The text of Shadowplay contains many references to Stoker’s masterpiece, Dracula, as well as allusions to some of his other writings. The reference in the closing pages to the birds speaking Greek is borrowed from a letter written by Virginia Woolf.
In 1922, ten years after Stoker’s death, a German company, Prana Film, produced Nosferatu, a pirated screen version of Dracula, which, like Stoker’s other books, had been almost forgotten. Unfortunately for Prana, not by everyone. The redoubtable Florence Stoker sued and won, establishing her rights of ownership and important principles of copyright. All authors owe her a debt of gratitude.
Since then, Dracula has sold tens of millions of copies, been translated into more than a hundred languages and been filmed 200 times. Bram Stoker would be astounded by the immortality of his character. The Count’s afterlife is proving long and unique.
Sir Henry Irving’s ashes are interred in Poets’ Corner at Westminster Abbey, near the Shakespeare memorial. Forty thousand Londoners watched his funeral procession. In 1963, an admirer who for sixty years had placed roses on Irving’s tombstone on the anniversary of his death made a gift to the Abbey: Irving’s crucifix.
Ellen Terry’s unparalleled career lasted seven decades. In 1911, she recorded five scenes from Shakespeare for the Victor Recording Company. She later appeared in a number of films. In 1922 she received an honorary doctorate from St Andrew’s University and in 1925 she was made a Dame Grand Cross of the Order of the British Empire. Her grand-nephew, John Gielgud, performed Hamlet at the Lyceum in 1939. The surnames of Terry, Stoker and Irving are engraved on the Burleigh Street exterior wall of the Lyceum, in commemoration of three remarkable artists.

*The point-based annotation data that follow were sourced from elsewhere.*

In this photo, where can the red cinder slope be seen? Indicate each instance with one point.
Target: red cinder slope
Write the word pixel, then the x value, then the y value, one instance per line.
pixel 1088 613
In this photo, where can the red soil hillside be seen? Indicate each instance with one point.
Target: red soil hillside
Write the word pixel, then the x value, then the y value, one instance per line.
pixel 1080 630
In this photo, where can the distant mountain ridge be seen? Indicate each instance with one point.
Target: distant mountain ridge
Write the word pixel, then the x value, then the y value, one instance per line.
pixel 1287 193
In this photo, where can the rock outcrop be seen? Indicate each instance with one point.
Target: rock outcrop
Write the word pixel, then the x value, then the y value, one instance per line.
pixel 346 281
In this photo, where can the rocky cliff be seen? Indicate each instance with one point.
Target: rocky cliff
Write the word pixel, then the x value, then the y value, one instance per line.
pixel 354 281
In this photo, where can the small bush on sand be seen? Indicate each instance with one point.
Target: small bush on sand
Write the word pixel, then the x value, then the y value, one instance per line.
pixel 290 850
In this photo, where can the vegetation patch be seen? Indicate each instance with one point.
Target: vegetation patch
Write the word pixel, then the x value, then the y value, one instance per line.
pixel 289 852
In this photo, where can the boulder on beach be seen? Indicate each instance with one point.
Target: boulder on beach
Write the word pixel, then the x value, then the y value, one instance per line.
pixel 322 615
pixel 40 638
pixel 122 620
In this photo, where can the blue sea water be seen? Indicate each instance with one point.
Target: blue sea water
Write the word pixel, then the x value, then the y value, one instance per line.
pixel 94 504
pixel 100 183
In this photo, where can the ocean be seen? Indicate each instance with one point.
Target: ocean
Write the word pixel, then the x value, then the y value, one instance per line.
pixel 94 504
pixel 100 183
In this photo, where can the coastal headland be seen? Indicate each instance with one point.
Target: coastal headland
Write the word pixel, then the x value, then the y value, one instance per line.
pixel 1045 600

I thank my editor, Geoff Mulligan, everyone at Secker and at Vintage, Isobel Dixon, Conrad Williams and the team at Blake Friedmann Literary, TV and Film Agency, Paul McGuigan of BBC Northern Ireland for suggesting the Henry–Bram relationship to me as a screenplay and Stephen Wright who directed my adaptation of that screenplay for BBC Radio 3. I thank my friends and University of Limerick colleagues, the fine writers Donal Ryan and Sarah Moore Fitzgerald, for enabling me to write this book, and I thank the University for granting me leave.
One of the reasons why I would like life after death to be more than a story is that I would like to see the dedicatee of this novel again. Carole Blake was my friend and literary agent for twenty-five years. If the otherworld does exist, I know she will have found a very good restaurant there, with an excellent wine list, and, on a neighbouring clou
d, a designer shoe shop. The medieval choral music she loved will be playing. And she will be arguing with a publisher on behalf of her latest client, God, who is not receiving sufficient royalties for the Bible.
As ever, my greatest debt is to Anne-Marie Casey and our sons, James and Marcus, for their love, kindness and support.